Running the script in the cloud and scheduling? I wish there was something like AWS lambda for R. Keeping an instance running 24/7 when I only need to run the script once a day seems overkill.

Updating the dataset with only new entries? Ideally one would only download new entries but it seems pretty hard. If you get duplicates you might need to merge them with the old data somehow.

martj42 · September 27, 2017, 4:29pm

I use taskscheduleR(https://github.com/bnosac/taskscheduleR) to run a few things a few times a day on my laptop.

JidduAlexander · September 27, 2017, 4:33pm

I have some similar things running.

Updating the dataset with only new entries shouldn't be a problem. If the duplicated data is the exact same then a dplyr::full_join(old_data, new_data) should take care of that.

For scheduling I didn't find a solution, simply because the two minutes to run the script manually has not been enough of a hassle to look for a solution. But I might try this taskscheduleR that martj42 just mentioned.

Best,
Jiddu

Ranae · September 27, 2017, 6:27pm

Probably overkill if your result is just one dataset, but I have seen people use Travis CI to automate regular web scraping.

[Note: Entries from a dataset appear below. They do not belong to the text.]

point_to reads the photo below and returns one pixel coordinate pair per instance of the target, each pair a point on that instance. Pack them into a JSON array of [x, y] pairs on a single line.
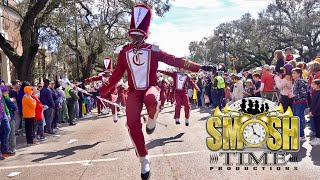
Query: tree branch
[[9, 50]]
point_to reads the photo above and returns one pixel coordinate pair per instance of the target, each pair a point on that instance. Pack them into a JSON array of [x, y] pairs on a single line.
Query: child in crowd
[[257, 84], [38, 119], [315, 110], [237, 92], [299, 98], [248, 90], [28, 113], [227, 92]]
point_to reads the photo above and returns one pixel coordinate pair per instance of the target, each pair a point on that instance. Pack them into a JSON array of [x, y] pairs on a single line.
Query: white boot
[[151, 124], [315, 142], [187, 122], [115, 118], [145, 167]]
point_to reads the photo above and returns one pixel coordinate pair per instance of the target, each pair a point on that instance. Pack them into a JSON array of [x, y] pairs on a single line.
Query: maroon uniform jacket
[[180, 81], [163, 86], [142, 67]]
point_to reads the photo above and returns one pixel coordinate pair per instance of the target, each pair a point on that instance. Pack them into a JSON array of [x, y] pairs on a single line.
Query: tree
[[91, 34], [32, 18]]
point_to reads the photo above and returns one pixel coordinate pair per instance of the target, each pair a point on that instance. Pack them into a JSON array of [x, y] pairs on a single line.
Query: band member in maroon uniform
[[180, 80], [121, 94], [170, 92], [163, 87], [112, 94], [140, 60]]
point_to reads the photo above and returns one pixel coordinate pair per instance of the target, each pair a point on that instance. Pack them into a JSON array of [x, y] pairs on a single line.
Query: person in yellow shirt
[[28, 113], [303, 67]]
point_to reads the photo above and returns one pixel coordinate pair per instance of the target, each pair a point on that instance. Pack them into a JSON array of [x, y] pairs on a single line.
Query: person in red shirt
[[180, 80], [140, 60], [267, 83], [38, 119]]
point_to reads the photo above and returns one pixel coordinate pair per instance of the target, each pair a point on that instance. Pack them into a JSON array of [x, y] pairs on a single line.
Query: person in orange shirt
[[38, 119], [28, 113]]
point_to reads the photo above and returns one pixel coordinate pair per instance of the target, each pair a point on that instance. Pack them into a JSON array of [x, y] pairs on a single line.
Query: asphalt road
[[103, 150]]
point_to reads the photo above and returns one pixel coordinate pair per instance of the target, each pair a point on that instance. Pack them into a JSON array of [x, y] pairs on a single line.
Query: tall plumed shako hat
[[140, 20], [107, 63]]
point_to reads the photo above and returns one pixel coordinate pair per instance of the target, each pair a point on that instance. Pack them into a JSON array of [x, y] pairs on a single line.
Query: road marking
[[87, 162]]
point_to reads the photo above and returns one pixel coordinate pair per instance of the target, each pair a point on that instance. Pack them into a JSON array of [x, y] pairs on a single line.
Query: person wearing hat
[[288, 54], [112, 95], [267, 83], [180, 80], [248, 90], [279, 57], [140, 60], [46, 98], [285, 85]]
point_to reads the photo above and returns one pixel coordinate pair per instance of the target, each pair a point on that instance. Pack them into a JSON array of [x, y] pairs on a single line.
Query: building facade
[[9, 28]]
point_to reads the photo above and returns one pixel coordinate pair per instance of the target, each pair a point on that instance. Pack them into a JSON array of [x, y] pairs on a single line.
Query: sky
[[192, 20]]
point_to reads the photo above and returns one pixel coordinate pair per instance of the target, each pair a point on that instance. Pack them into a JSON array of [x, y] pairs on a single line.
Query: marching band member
[[140, 60], [170, 91], [180, 80], [163, 86], [112, 94]]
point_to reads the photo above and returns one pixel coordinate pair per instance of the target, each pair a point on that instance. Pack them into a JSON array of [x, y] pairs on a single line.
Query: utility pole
[[76, 41]]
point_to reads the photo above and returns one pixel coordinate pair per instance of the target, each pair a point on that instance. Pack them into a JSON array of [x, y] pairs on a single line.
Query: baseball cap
[[8, 84], [266, 66]]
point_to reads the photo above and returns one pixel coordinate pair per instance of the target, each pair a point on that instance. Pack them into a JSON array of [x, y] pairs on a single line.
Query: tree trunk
[[86, 70]]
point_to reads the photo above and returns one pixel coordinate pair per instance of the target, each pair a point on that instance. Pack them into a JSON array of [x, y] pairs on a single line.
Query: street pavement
[[99, 149]]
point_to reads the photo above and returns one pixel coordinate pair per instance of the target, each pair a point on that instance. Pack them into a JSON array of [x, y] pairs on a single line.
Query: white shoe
[[187, 122], [145, 164], [145, 168], [177, 121], [315, 142], [151, 124], [115, 118], [311, 134]]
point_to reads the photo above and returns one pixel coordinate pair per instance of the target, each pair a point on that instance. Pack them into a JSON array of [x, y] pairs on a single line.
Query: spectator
[[248, 90], [39, 117], [46, 98], [288, 53], [299, 98], [305, 73], [279, 57], [257, 84], [314, 73], [57, 106], [5, 128], [293, 63], [267, 83], [63, 101], [237, 92], [19, 101], [28, 113], [314, 111], [285, 86], [12, 109]]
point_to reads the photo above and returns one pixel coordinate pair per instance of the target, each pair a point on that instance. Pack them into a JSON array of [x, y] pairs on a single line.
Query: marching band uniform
[[140, 60], [163, 86], [170, 93], [112, 94], [180, 81], [121, 95]]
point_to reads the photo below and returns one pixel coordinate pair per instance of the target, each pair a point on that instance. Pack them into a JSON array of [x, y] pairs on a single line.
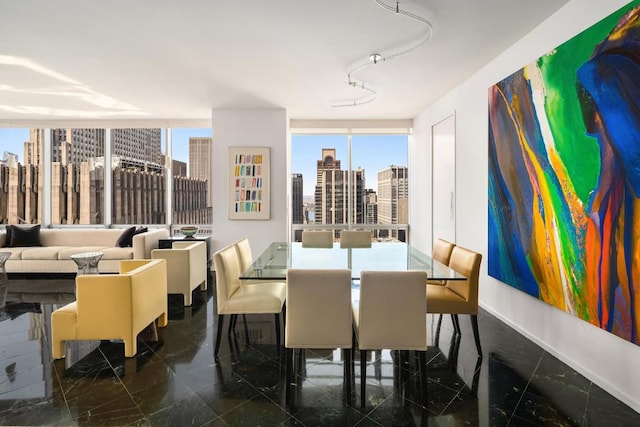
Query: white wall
[[610, 362], [250, 128]]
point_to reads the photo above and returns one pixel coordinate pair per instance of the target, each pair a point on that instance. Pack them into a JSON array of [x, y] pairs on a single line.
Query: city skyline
[[373, 153], [13, 139]]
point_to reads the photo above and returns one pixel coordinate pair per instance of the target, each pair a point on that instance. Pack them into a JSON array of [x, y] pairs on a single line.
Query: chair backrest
[[391, 313], [244, 253], [355, 239], [227, 265], [318, 309], [467, 263], [317, 239], [442, 251]]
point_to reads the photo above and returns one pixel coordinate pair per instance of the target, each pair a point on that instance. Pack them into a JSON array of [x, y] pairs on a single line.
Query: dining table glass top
[[273, 263]]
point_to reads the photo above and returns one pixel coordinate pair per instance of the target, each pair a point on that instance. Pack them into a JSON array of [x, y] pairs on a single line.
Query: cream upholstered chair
[[233, 299], [244, 252], [318, 316], [442, 253], [355, 239], [317, 239], [459, 296], [186, 267], [391, 315]]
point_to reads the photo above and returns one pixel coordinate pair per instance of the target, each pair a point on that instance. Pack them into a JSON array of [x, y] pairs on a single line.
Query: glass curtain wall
[[191, 163], [21, 173], [78, 188], [345, 181]]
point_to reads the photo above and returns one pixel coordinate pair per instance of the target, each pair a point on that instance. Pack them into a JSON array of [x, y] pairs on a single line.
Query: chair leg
[[348, 356], [288, 375], [436, 338], [363, 376], [219, 334], [246, 328], [456, 323], [232, 324], [476, 334], [277, 330], [422, 362]]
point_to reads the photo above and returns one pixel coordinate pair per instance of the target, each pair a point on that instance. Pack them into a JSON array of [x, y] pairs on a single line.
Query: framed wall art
[[564, 180], [249, 183]]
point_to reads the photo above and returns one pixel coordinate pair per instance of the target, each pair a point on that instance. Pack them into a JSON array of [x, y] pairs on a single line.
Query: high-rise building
[[135, 147], [332, 192], [138, 145], [393, 196], [297, 203], [370, 207], [200, 149]]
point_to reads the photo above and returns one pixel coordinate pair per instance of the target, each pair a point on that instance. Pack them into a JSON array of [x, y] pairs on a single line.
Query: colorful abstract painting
[[564, 176]]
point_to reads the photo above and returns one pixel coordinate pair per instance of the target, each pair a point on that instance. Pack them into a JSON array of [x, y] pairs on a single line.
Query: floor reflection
[[176, 380]]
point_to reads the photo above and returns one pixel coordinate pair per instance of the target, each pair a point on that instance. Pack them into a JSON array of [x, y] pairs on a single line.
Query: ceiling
[[176, 60]]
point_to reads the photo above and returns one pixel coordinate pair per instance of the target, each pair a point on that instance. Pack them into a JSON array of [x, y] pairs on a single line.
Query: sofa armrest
[[185, 260], [143, 243]]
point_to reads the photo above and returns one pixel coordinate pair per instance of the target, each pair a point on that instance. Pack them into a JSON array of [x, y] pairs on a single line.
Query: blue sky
[[371, 152], [13, 140]]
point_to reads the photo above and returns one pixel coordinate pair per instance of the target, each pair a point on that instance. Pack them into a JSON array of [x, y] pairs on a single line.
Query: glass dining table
[[273, 263]]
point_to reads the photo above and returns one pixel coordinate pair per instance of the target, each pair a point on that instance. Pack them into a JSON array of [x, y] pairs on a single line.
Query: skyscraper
[[393, 196], [332, 192], [297, 203], [200, 161]]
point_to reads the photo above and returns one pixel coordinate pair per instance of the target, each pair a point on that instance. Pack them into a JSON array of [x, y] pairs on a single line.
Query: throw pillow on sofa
[[126, 238], [140, 230], [7, 240], [24, 236]]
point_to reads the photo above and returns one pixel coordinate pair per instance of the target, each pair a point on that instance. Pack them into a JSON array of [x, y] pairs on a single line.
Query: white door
[[443, 169]]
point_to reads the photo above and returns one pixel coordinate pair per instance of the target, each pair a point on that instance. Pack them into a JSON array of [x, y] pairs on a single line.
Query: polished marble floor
[[176, 381]]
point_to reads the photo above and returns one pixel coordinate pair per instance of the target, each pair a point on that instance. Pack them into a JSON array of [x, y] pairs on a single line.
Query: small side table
[[87, 262]]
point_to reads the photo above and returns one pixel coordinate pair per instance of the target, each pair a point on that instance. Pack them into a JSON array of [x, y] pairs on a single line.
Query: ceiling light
[[374, 58]]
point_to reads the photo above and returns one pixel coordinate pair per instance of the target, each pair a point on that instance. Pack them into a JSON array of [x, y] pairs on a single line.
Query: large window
[[358, 181], [139, 176], [57, 176], [191, 163], [21, 177]]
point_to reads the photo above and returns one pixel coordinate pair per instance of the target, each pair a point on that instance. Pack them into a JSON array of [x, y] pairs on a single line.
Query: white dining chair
[[459, 296], [317, 239], [318, 316], [355, 239], [391, 315], [234, 299]]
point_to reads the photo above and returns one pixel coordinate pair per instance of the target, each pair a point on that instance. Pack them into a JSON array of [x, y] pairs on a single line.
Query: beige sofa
[[54, 256], [113, 306]]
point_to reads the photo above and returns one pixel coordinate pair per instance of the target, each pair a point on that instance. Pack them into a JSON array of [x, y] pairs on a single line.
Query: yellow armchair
[[113, 306], [186, 267]]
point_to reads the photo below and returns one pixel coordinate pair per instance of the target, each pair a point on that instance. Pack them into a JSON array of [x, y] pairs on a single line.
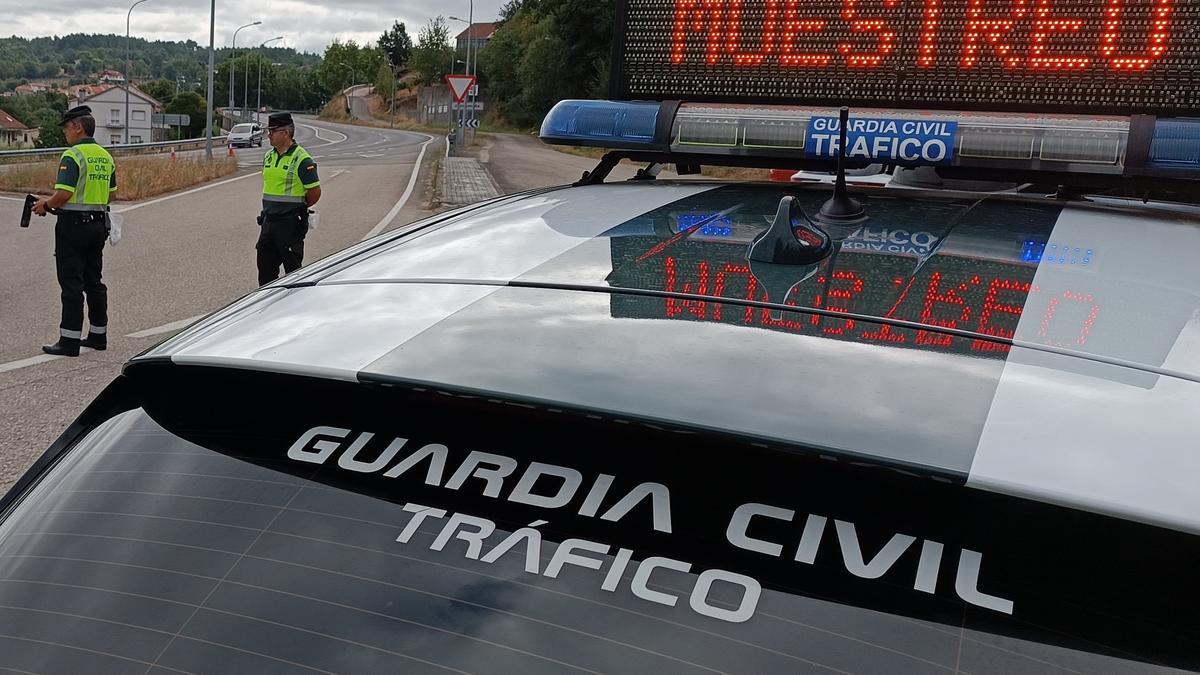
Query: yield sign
[[460, 84]]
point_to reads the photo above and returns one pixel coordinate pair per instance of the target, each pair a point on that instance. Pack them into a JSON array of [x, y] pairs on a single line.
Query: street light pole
[[234, 55], [129, 69], [258, 106], [208, 108]]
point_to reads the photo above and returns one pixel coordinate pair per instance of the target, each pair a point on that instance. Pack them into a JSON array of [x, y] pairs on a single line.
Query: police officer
[[289, 187], [87, 178]]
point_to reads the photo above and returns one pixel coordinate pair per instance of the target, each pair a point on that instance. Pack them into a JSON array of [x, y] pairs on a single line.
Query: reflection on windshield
[[901, 264]]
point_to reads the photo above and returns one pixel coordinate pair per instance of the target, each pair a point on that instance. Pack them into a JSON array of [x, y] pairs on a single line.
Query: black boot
[[64, 347], [95, 341]]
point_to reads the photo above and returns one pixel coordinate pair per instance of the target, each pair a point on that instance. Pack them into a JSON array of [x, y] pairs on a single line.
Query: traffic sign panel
[[460, 84]]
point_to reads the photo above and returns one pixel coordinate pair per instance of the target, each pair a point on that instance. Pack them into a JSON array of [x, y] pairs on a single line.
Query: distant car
[[246, 135]]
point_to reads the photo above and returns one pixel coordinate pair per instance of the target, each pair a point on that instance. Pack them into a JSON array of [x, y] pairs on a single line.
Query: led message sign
[[1121, 57]]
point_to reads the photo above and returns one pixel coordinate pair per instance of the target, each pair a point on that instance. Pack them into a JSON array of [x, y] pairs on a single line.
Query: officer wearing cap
[[87, 178], [289, 187]]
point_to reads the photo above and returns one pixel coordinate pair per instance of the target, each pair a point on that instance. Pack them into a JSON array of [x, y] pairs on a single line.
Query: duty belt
[[70, 207]]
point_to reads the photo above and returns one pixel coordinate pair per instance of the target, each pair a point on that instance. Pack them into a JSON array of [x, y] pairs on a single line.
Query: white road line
[[318, 130], [167, 327], [195, 190], [403, 198], [30, 360]]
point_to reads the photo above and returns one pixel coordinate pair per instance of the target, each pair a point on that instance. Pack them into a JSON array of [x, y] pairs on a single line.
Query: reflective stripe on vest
[[93, 186], [281, 177]]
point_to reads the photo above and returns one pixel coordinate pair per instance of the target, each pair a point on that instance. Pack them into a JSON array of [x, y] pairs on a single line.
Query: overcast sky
[[307, 25]]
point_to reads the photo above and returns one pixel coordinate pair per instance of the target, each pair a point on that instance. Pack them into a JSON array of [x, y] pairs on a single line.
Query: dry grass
[[335, 111], [138, 178]]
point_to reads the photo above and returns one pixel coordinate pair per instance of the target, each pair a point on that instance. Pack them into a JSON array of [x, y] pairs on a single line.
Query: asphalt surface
[[181, 256]]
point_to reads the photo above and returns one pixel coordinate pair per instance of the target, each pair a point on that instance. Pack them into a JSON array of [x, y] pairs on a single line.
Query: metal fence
[[18, 156]]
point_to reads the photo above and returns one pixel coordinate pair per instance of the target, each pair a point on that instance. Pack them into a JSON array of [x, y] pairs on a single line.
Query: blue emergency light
[[603, 124], [1081, 145]]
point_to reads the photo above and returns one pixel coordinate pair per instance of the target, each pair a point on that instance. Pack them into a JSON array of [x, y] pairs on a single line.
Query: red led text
[[1033, 35]]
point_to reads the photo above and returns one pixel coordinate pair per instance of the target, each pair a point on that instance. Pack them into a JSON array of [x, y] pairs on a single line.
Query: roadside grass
[[138, 178]]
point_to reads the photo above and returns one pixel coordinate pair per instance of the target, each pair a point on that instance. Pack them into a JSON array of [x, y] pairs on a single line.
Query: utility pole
[[233, 55], [208, 109], [258, 106], [129, 69]]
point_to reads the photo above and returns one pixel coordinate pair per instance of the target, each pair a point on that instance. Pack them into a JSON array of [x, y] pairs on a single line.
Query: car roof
[[969, 352]]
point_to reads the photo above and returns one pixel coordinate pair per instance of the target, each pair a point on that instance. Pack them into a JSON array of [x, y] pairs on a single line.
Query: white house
[[13, 133], [107, 105]]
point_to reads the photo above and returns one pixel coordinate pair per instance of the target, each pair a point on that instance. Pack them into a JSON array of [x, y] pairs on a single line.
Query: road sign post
[[460, 84]]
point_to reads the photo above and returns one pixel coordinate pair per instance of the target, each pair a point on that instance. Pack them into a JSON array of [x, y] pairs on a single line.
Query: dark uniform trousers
[[281, 242], [78, 260]]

jlacko · September 27, 2017, 9:01pm

I have a script that needs to be run hourly - technically not using rvest, but twitteR; in principle rather similar to what you describe.

To achieve this I have set up an AWS instance (the Free Tier is rather accommodating, so my expense is about $2 per month) running R Studio Server and cronR package to set up regular CRON jobs.

The cronR package integrates nicely with R Studio as Add-in and does exactly what I require: executes a R script in regular intervals. Nothing more, nothing less. Highly recommended!

As for updating database for new entries only: this of course depends on application. Personally I found it easier to handle duplicities on database side and not in R - it would mean (anti) joining an in memory data frame with a remote tibble.

You would either need to pull your full dataset into R, find only new values and insert them into your database - or insert new values to a temporary table and in database find new values only and insert these to the full dataset.

The second option is often easier - in Postgres (which I use) it involves only calling insert into XYZ select * from ABC on conflict (id) do nothing, which is easier (with big datasets much easier) than getting the data into memory and finding duplicates via R.

tyler · September 27, 2017, 9:29pm

Assuming you want minimal oversight over your web scraper, I would also suggest making extensive use of the try(...) & tryCatch(...) functions wrapping the functions you use to scrape. Depending on the source, you might encounter malformed HTML and this can often cause errors and a failure to record your data.

raybuhr · September 29, 2017, 6:26am

Excellent advice. I scrape a few sites for deals and push them into a slack channel every few minutes for a side hustle. The websites often change URLs, HTML tags, div names, etc. Trying to keep up with it all is a pain, but if you have good error handling and logging it makes it way more manageable.

For managing my web scrapers, I run them on a VM on Google cloud. $300 credit for a year for each email, and Gmail accounts are free... Plus free tier options means you can start using a lot and scale down to free pretty easily.

I use Jenkins pipelines for building, executing and logging the code that runs. Jenkins is usually used in web development for testing and deployment based on changes to source control, but it is actually just a super deluxe crontab app. It's a lot better than just cron or task scheduler in Windows because it stores the results of multiple builds (i.e. schedules, runs, executions, etc.) and automatically passes anything sent to stdout to the log file so you don't need a bunch of extra logging statements in your code. Best of all, it's super easy to install and use on both Linux and windows and has a boat load of documentation online.

For comparing old data versus the current data from the most recent scrape, I store results in a MySQL database and call an INSERT ... ON DUPLICATE KEY UPDATE ... statement.